Work plan for implementing Data Parallel Haskell


Tasks below are labelled with categories that indicate the purpose of the task:

Improve scalability and/or baseline performance of generated code
Compile time
Improve compile times
Ease of use
Make the system easier or more convenient to use for end users

Task assignments

Replicate & Recycling – status: partly implemented, but still needs serious work
Code blow up – status: unknown

Open tasks

  1. Replicate [Efficiency]: Implement an extended array representation that uses an optimised representation for arrays that are the result of common forms of replication (i.e., due to free variables in lifted expressions).
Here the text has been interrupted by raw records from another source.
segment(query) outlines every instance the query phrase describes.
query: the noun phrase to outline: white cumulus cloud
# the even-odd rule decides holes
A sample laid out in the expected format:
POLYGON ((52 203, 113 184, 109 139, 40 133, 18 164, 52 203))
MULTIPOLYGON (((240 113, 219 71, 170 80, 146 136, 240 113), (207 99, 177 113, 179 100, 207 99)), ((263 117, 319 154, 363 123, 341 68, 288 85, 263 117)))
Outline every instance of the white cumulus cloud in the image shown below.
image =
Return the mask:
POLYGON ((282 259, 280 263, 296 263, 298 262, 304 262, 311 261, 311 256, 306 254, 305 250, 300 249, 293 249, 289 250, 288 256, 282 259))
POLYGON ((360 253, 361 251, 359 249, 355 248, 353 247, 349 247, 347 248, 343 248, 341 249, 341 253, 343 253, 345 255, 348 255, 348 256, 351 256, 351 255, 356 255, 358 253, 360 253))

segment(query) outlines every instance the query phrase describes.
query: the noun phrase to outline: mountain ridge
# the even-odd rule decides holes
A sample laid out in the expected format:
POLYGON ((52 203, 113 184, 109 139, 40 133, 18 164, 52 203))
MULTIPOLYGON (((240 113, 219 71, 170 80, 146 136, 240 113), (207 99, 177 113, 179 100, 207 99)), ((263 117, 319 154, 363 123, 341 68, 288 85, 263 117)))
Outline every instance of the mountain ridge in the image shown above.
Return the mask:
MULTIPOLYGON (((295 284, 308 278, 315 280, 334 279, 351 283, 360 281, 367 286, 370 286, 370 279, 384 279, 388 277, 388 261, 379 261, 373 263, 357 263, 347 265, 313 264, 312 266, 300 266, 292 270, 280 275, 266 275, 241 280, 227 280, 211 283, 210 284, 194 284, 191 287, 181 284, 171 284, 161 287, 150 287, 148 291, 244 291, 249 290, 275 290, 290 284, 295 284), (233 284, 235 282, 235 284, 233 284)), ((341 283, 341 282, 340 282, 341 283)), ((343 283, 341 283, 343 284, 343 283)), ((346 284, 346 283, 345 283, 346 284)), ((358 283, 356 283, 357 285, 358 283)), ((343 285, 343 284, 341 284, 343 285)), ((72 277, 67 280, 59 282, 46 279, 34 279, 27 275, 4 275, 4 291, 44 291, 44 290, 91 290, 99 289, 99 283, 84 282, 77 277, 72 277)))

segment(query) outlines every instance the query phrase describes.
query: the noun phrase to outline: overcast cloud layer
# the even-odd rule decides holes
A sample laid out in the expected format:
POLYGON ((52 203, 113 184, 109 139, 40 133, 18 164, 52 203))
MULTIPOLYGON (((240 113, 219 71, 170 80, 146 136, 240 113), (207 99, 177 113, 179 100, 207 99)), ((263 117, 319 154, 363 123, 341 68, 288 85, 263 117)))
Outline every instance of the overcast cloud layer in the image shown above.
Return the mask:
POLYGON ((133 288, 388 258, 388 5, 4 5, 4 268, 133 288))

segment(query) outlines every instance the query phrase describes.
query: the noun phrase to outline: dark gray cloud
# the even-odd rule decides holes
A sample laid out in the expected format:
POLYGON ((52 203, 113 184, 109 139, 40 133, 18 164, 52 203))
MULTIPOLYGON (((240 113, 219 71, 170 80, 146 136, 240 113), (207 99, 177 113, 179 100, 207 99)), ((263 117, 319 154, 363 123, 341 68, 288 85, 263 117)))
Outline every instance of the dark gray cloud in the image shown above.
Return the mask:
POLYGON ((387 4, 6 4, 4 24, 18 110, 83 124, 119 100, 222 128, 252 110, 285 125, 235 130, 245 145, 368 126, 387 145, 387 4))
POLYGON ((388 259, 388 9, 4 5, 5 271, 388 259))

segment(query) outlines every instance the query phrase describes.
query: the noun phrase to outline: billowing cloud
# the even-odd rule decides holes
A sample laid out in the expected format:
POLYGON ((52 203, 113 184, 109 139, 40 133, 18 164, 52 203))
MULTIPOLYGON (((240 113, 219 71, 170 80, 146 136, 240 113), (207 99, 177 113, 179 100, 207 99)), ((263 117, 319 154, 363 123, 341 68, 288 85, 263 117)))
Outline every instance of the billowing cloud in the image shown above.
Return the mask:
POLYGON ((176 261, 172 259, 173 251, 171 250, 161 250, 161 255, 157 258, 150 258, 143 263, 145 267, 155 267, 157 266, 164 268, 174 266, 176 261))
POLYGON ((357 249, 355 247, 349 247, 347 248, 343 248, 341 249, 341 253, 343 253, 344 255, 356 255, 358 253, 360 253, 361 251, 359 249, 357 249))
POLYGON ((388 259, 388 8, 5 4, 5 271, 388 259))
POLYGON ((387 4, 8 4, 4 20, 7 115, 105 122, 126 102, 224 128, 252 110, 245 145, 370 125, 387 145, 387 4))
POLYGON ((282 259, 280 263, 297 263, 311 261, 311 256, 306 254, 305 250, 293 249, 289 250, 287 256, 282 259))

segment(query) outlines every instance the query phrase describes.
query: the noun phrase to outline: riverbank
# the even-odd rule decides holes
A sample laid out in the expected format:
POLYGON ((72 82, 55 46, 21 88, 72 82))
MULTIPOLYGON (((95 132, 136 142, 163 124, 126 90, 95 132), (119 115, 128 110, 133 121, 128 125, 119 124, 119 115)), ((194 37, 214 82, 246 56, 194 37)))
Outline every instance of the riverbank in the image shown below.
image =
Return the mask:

The optimised representation stores the data to be replicated and the replication count(s) instead of actually replicating the data. This also requires all functions consuming arrays to be adapted.
  1. Recycling [Efficiency]: Use Roman's recycling optimisation (PADL'09) to avoid copying in joinD.
  1. Scaling [Efficiency]: Investigate the scaling problems that we are seeing with vectorised code at the moment. (Replicate and Recycling play a role here, but it is unclear whether that's all.)
  1. Test new inliner [Compile time & Efficiency]: Retest package dph with new inliner and the simplifier changes and try to simplify the library on the basis of these new phases.
  1. Code blow up [Compile time]: GHC generates a lot of intermediate code when vectorisation is enabled, leading to excessive compilation times. Find out whether the new inliner helped here and what else can be done to improve this situation.
  1. Conversion of vectorised representations [Ease of use]: We need other than just identity conversions between vanilla and vectorised data representations, especially [:a:] <-> PArray a. This will make the system more convenient to use.